Back to the ‘there ain’t no such thing as a free lunch’ truism. David Wolpert and his colleagues did a nice job mathematically fleshing out the no free lunch theorem for optimization and machine learning. They showed that the performance of your optimization or search pattern is directly dependent on the cost function you choose (Wolpert, D. H. (1996), Wolpert, D. H., & Macready, W. G. (1997).). You might ask why this is important, but engineers and data scientists spend a lot of time optimizing and solving complex equations. The no free lunch theorem shows us that indeed, nothing is free. For one problem and cost function, random search might be better than the most complex gradient descent algorithm we can derive. For another, random search might be horrendous and thousands of time slower. So, and maybe as no surprise to many of us, detailed knowledge of our problem is essential for effectively solving it.
In short, there are no ‘free lunches’ for effective optimization; any algorithm performs only as well as the knowledge concerning the cost function put into the cost algorithm. For this reason (and to emphasize the parallel with similar supervised learning results), we have dubbed our central result a ‘no free lunch’ theorem
Wolpert and Macready (1996)
References
Brace, W. F. (1961, January). Dependence of fracture strength of rocks on grain size. In The 4th US Symposium on Rock Mechanics (USRMS). American Rock Mechanics Association.
Hoek, E. (1983). Strength of jointed rock masses. Geotechnique, 33(3), 187–223.
Kipling, R. (1899) American Notes. Henry Altemus, Philadelphia.
MacKay, D. J., (2003). Information theory, inference and learning algorithms. Cambridge university press.
Pierce F. T. (1926) Tensile tests for cotton yarns, V. The weakest link, theorems on the strength of long and composite specimens. J. Tex. Inst., 17, 355–368.
Rasmussen, C. E., & Ghahramani, Z. (2001). Occam’s razor. In Advances in neural information processing systems (pp. 294–300).
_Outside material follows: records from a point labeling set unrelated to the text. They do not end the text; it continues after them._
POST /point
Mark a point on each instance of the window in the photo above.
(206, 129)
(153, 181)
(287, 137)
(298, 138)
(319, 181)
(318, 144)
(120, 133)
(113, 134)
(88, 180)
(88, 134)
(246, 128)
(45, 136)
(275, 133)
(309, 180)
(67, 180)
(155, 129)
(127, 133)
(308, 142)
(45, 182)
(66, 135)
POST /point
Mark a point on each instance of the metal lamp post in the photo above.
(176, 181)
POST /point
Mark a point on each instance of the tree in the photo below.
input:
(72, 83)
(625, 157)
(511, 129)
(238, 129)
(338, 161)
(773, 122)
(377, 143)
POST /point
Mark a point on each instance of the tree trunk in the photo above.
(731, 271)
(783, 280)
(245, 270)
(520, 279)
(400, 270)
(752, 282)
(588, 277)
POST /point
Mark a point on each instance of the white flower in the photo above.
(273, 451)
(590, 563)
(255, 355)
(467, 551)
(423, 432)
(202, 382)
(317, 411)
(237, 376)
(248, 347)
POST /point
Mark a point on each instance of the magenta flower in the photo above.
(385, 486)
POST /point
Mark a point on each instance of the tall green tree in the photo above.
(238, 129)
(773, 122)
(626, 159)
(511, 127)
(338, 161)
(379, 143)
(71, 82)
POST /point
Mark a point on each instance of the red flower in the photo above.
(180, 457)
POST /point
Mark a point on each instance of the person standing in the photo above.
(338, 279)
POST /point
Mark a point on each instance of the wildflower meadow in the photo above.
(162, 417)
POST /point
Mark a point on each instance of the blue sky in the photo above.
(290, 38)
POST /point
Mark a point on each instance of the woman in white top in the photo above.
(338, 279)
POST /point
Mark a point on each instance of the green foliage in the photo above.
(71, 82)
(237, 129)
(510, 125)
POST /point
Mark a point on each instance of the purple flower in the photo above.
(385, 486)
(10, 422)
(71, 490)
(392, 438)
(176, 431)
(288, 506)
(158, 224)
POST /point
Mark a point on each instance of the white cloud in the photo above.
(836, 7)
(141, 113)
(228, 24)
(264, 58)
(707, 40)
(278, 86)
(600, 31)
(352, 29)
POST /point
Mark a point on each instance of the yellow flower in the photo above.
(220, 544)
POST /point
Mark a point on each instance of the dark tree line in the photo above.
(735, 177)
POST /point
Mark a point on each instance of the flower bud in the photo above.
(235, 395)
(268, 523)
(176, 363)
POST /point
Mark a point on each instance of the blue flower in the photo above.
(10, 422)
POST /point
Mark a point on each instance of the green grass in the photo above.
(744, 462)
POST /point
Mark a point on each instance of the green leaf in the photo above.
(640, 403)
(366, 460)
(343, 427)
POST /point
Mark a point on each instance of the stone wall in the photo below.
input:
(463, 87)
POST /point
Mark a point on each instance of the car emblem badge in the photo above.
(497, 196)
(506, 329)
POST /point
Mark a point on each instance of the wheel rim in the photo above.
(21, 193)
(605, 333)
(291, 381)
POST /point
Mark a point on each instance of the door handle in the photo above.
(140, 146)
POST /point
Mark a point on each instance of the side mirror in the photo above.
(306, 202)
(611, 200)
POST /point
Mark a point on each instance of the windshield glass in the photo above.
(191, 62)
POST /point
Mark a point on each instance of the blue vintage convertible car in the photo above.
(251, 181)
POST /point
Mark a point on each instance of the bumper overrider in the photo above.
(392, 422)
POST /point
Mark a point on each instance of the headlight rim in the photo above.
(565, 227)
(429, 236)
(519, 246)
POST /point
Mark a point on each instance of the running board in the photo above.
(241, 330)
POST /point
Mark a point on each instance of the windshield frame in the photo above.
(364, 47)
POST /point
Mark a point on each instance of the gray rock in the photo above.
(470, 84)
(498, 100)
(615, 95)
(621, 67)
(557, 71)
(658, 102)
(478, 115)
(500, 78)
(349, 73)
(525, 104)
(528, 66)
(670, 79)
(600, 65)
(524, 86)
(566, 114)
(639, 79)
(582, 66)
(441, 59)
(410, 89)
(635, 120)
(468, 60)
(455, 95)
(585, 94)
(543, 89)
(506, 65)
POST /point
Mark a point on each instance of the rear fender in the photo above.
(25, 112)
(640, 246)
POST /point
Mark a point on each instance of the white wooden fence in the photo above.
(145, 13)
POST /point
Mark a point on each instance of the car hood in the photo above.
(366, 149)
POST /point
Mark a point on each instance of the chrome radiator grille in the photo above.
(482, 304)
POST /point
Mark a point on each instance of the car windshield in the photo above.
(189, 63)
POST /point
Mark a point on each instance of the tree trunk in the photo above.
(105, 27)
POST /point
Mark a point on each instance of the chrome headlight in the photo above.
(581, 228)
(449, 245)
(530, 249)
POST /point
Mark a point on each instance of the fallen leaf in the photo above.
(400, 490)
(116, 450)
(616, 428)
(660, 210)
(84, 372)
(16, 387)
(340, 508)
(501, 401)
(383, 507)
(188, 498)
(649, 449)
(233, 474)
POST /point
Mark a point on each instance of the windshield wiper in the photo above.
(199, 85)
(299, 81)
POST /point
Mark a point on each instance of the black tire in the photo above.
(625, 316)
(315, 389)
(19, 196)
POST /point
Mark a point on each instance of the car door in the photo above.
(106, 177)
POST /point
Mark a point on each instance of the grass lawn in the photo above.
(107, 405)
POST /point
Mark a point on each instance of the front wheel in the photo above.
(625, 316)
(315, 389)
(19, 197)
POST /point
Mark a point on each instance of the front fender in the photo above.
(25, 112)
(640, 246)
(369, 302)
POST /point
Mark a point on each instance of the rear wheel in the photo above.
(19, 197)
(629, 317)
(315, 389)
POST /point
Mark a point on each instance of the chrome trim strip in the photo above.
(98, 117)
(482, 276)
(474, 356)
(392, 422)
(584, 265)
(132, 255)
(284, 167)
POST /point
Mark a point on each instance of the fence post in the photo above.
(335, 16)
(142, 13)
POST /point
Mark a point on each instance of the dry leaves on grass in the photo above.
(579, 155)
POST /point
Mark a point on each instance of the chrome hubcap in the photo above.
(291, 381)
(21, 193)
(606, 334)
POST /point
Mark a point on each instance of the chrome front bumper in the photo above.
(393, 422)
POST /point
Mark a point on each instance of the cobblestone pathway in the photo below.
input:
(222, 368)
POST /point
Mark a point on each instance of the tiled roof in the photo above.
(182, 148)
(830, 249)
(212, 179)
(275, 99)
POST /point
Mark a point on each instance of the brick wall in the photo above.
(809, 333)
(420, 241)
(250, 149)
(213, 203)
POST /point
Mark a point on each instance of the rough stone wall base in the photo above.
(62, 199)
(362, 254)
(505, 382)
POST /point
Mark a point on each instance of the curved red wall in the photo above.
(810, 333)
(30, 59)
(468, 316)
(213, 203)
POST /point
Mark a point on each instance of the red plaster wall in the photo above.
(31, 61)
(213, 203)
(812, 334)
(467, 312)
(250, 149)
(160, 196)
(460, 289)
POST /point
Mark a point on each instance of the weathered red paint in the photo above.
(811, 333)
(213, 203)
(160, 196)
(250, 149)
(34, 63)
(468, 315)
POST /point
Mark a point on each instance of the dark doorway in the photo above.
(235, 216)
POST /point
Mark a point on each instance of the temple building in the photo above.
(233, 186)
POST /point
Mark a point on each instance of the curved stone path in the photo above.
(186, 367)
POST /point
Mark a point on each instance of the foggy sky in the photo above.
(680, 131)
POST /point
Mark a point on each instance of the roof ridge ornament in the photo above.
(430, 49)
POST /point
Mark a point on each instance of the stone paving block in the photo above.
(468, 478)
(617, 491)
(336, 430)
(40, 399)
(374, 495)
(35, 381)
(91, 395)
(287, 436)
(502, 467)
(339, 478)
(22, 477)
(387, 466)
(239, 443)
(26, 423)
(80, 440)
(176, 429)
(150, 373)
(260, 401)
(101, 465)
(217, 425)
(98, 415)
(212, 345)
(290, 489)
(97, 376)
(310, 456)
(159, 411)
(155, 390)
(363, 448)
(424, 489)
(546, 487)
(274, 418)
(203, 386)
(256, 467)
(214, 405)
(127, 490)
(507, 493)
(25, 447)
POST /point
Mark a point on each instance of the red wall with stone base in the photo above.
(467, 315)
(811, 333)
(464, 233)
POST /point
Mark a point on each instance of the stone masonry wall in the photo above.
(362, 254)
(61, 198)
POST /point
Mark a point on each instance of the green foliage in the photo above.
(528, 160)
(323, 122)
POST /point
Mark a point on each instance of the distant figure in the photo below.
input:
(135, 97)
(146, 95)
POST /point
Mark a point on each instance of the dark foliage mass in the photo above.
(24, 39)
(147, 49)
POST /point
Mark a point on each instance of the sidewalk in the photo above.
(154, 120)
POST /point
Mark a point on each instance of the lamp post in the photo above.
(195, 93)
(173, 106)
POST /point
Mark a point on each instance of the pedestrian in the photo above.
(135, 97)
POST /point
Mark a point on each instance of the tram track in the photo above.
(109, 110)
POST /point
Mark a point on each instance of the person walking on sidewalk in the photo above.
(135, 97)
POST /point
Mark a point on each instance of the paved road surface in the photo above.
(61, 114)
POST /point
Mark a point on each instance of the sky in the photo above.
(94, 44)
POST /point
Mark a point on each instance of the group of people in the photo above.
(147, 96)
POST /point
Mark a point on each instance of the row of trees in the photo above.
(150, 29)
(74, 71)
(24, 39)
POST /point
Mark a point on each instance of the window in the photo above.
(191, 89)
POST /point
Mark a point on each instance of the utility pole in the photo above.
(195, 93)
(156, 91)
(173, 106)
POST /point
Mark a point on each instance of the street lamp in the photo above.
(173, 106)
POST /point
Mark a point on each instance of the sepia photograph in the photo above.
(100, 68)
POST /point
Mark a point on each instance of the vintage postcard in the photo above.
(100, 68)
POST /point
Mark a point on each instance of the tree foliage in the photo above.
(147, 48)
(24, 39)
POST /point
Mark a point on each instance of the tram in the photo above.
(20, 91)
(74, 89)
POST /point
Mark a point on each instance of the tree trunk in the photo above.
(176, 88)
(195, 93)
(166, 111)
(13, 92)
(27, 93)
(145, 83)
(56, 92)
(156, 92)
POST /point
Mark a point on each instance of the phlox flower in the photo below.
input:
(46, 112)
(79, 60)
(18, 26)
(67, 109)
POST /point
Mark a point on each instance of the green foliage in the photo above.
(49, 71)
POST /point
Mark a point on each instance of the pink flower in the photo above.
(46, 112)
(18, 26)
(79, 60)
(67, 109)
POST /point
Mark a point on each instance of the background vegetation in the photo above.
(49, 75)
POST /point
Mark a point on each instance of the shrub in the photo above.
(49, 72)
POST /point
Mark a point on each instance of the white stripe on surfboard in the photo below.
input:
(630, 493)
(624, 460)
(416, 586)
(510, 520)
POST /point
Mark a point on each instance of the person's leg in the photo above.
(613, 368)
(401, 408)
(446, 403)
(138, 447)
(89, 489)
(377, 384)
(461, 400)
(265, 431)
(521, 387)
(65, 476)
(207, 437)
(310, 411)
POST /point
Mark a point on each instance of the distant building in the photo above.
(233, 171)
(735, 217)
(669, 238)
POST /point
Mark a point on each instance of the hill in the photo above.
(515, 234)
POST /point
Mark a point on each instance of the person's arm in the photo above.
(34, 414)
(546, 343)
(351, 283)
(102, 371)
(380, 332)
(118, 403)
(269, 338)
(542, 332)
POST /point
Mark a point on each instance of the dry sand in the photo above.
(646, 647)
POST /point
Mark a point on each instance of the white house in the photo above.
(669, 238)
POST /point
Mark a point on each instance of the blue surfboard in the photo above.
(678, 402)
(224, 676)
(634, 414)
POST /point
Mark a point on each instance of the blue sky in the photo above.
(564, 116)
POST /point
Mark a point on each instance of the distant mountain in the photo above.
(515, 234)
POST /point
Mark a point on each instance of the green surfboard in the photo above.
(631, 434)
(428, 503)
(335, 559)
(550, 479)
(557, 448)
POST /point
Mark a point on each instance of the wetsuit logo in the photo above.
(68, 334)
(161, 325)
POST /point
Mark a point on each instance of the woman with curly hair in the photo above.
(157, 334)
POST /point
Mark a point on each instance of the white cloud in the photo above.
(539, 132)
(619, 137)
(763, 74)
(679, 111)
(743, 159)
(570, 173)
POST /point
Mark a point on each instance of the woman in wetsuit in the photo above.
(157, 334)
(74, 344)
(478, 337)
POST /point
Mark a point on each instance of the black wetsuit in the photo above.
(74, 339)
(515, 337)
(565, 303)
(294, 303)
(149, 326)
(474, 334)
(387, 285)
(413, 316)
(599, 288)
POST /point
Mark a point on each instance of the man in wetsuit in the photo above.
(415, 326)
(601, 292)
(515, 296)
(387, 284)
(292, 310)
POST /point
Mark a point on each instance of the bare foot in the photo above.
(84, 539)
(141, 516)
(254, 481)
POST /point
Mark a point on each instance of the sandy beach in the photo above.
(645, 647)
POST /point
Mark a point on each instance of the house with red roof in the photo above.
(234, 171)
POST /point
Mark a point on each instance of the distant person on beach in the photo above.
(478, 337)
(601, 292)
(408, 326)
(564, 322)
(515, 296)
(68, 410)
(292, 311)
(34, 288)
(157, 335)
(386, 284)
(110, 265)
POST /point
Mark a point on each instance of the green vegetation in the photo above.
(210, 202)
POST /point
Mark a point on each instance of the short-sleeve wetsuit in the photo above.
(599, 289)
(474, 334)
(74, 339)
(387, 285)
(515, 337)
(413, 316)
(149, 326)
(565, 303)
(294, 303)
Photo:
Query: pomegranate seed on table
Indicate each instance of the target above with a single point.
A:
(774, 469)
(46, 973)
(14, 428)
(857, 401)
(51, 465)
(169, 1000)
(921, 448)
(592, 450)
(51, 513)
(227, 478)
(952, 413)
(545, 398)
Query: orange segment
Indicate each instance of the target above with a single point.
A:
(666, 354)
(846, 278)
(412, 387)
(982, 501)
Reid, T. (1788) Essays on the Active Powers of Man. J. Bartlett.
Tang, C. (1997). Numerical simulation of progressive rock failure and associated seismicity. International Journal of Rock Mechanics and Mining Sciences, 34(2), 249–261.
Wolpert, D. H. (1996). The lack of a priori distinctions between learning algorithms. Neural computation, 8(7), 1341–1390.
Wolpert, D. H., & Macready, W. G. (1997). No free lunch theorems for optimization. IEEE transactions on evolutionary computation, 1(1), 67–82.